この映画に出てくる子供たちは演技をしている風には見えず、全く自然体なのが魅力的です。周りの大人たちの子供を見る目も厳しい中にも優しさがあり、何度見ても新しい発見のある素晴らしい映画だと思います。

私はこの映画が好きすぎて、何回見たか分からないほどです!

この記事へのコメント

  • もど吉

    はじめまして

    台湾だい好き、かつこの映画も大好きです。
    それこそ、何度も見ました。苗栗は何度も訪れております。

    そのほかの記事も読ませて頂き、またコメントさせてください。
    2020年04月27日 12:38
  • ナビゲータ

    コメントありがとうございます。
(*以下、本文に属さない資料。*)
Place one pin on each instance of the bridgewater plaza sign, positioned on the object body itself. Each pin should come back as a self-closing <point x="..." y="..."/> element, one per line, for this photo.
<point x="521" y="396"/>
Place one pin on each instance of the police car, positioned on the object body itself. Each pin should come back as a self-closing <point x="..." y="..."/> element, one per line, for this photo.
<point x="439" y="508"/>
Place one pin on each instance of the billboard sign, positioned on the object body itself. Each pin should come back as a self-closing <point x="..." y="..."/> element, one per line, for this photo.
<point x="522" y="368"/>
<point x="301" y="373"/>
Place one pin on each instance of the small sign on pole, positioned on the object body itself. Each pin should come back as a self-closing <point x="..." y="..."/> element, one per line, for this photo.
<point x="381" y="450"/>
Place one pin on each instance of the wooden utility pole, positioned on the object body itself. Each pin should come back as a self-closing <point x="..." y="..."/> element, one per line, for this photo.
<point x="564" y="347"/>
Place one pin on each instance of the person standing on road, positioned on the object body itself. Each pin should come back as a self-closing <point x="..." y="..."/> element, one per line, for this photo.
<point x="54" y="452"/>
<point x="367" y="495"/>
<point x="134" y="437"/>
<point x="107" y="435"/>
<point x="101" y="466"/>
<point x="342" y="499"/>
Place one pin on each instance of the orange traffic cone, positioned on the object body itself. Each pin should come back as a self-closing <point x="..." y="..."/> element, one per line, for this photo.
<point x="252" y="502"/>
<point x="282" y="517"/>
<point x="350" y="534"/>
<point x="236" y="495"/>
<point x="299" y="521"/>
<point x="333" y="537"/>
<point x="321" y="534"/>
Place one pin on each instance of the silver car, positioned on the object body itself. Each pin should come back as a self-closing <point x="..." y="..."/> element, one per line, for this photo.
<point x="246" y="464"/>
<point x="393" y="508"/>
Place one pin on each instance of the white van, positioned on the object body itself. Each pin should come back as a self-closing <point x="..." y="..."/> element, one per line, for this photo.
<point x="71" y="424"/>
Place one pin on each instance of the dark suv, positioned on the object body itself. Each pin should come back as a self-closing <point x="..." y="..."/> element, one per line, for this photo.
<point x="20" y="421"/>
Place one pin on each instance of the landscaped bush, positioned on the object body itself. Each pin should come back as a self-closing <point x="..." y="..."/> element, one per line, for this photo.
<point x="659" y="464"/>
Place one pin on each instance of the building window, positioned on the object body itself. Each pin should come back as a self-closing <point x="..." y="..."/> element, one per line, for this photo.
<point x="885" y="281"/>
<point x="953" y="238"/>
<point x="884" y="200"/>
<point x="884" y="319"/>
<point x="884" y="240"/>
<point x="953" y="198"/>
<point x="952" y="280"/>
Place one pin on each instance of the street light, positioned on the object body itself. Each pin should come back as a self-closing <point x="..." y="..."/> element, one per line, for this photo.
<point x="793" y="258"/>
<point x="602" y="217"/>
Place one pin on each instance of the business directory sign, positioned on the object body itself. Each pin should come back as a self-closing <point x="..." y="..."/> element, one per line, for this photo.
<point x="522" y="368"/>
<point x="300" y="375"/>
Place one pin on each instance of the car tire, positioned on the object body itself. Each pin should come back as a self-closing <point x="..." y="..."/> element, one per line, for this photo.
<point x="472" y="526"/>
台湾の映画いいですね。素朴で人情があって。台湾の人々そのものです。私は侯孝賢の初期の作品が好きでDVDを買って何度も何度も見ています。KANOと海角七号も良かったです。
    苗栗県の三義というところは今頃「5月雪」と言われる油桐の花が満開だと思います。コロナがなければ行っていたのに残念です。
    2020年04月27日 18:28
  • 山田みどり

    私もこの作品が大好きで、何度も見返しています。観れば観るほど良いですね。田舎の情景、自分自身が(最近熊が生け捕りされた程の)田舎に住んでいながら、懐かしいものを感じます。今住んでいるところへの追憶ですかね。そして、母親の重体を案じる重苦しい夜が明け、清清しい朝が来た光景は、説明無しに、ああ母親は大丈夫だったのだと分かりました。また、妹のティンティンの可愛らしいことと言ったら。特に演技指導しなくても自然な演技を引き出せる侯孝賢監督はやはり天才です。寒子がティンティンを列車から救い出す場面、アクションですね。監督はただ叙情的に映画を撮るだけでなく、アクションも何気に淡々と撮れる人。皆さん、小津作品と比べるけど、私は少し違うかな…などと思います。
    2020年08月04日 16:07
  • ナビゲータ

    山田みどりさん

    侯孝賢監督への愛のあふれたコメントありがとうございます。
    すごい所にお住まいですね。冬冬の映画では台湾の田舎が舞台ですが、監督自身都会生まれではと思わせる独特の雰囲気が、作品に現れているように思いました。

    また小津作品との関連、よく聞きますが私も全く違うと思います。子供、少年少女や青年が主人公の作品が多く、より活動的です。ただ小津作品と共通するのは、一般庶民の生活を淡々と描く部分と、ローアングルで撮影する部分がよく似ているのかも知れません。

    アクションのこともおっしゃっておられましたが、監督自身述懐していましたが、若いころはいわゆる不良で日本映画(石原裕次郎、小林旭などや任侠映画)を見て大いに影響されたそうです。だからアクション映画への願望は人一倍あったのでしょうね。

    台湾映画はもっともっと素晴らしい作品がたくさんあります。どうぞ時間のゆるす限りご鑑賞ください。